Her mother shook her head. "Thinking about it? Ever, you couldn't wait to get into the academy and, from your letters it seemed like you enjoyed it."
There were some aspects she enjoyed, but many she hadn't. She loved solving hypothetical cases and the debates, but she hated the hours of leafing through law books and writing essays until her hand could no longer hold her quill properly. She didn't miss days upon days of lost sleep and the splitting headaches from studying policy.
Towards the end, she wondered whether it was worth the effort. Did she truly want to spend the rest of her life in anonymity, jumping from one crime to the next until she gained enough prominence to sit in a courtroom and dispute laws? Had she pursued that path because she wanted to? Or was it because it was what people expected of her?
"I did, it's just... With recent events, I think I've had enough of the Courts for now."
Her mother shook her head and sighed once more. "I suppose you have a point. I can't imagine your trip to the capital was a pleasant experience."
Gods, why couldn't she tell her? Her mother knew to keep a secret, at least one that mattered. She'd done her fair share of snooping when she was younger; surely she had some useful insight or advice.
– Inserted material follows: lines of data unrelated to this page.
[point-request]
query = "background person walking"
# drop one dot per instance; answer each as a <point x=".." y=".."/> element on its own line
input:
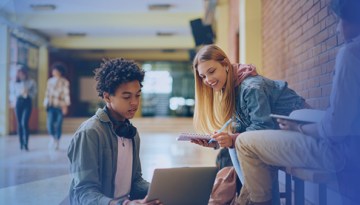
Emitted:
<point x="25" y="91"/>
<point x="57" y="100"/>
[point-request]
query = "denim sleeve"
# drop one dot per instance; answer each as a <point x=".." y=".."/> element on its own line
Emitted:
<point x="83" y="164"/>
<point x="258" y="108"/>
<point x="139" y="187"/>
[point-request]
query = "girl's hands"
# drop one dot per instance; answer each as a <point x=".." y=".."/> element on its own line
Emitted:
<point x="223" y="138"/>
<point x="288" y="125"/>
<point x="204" y="143"/>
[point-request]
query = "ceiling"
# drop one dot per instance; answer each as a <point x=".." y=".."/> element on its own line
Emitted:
<point x="108" y="24"/>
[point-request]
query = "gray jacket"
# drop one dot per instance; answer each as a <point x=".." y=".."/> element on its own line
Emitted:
<point x="92" y="154"/>
<point x="258" y="97"/>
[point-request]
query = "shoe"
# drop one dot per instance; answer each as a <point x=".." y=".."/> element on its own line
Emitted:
<point x="51" y="143"/>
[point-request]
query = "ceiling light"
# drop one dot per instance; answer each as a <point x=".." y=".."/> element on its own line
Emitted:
<point x="76" y="34"/>
<point x="165" y="33"/>
<point x="43" y="7"/>
<point x="168" y="50"/>
<point x="159" y="6"/>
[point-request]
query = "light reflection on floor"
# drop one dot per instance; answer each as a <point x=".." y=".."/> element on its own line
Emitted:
<point x="43" y="174"/>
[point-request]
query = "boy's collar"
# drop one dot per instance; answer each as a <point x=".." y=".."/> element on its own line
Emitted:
<point x="356" y="39"/>
<point x="115" y="122"/>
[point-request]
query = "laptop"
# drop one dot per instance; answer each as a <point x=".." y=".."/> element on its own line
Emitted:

"I cannot believe it reached that point," her mother continued. "Leave it to Windmore, that gods be damned bastard. How he's not in a cell right now is beyond me. Swiftbrook's gone soft in his years."
"He can't supersede the Courts," Everna reminded her. "I don't know why, but they allowed it and there's no arguing with them. They're going to handle the case as they see fit."
"It begs the question of why," her mother said. She snatched the bowl of blueberries from the table and dumped a generous portion into one of the empty pie crusts. "Unless they considered it treason, as absurd of an idea as that is, there was no reason to send you all the way to the captial."
"I don't know, Mom. Based on my records and the reports, the Inquisitor decided it was a framing. There wasn't enough evidence to justify detaining me further."
Her mother made a sound at the back of her throat. "I'd say there was no evidence. What I want to know is how your sword ended up down there. Unsheathed at that. I've never seen you use it."
That was a question worth considering. Had she forgotten to lock the doors? Or had they entered her room through other means? No one went up the stairs as far as she knew, but with magic involved, there was no way to be sure. Someone may have slipped past her under the effects of an invisibility spell. There could be someone who wasn't in the tavern at all who went in through her window; she never closed it.
It had to be someone who knew she had it, but that could be half the town. Banor considered it his greatest masterpiece and bragged for months after he forged it — he still mentioned it when the odd adventurer wanted their weapons mended or replaced.
But there was one question more important than how.
"No, when did Windmore get ahold of it; that's the question we should be asking," she muttered.
It had to be after she'd returned to the taproom, but before Windmore returned with it. But how could someone have gotten into her room, found the sword, and passed it off to him without being seen? Half the town was present during that time. Even with the use of magic, someone would've noticed something amiss. Someone would've seen it through the window.
Unless he had it before he arrived at the tavern. Landen had left during that time, but he returned with the Guard, not before, and remained outside with Arlen and Manvel. He'd also gone back to his room at the same time as Mayor Ashburn, if she remembered correctly. He would've had to go up the stairs, which meant she'd have seen him, or he'd have to have scaled the walls and climbed through her window and someone else would've seen him. The old lady on the upper floor across the street was always looking out her window.
"Well, you won't figure it out in one night," her mother said. "Now, stop staring holes into my table and help me with these pies."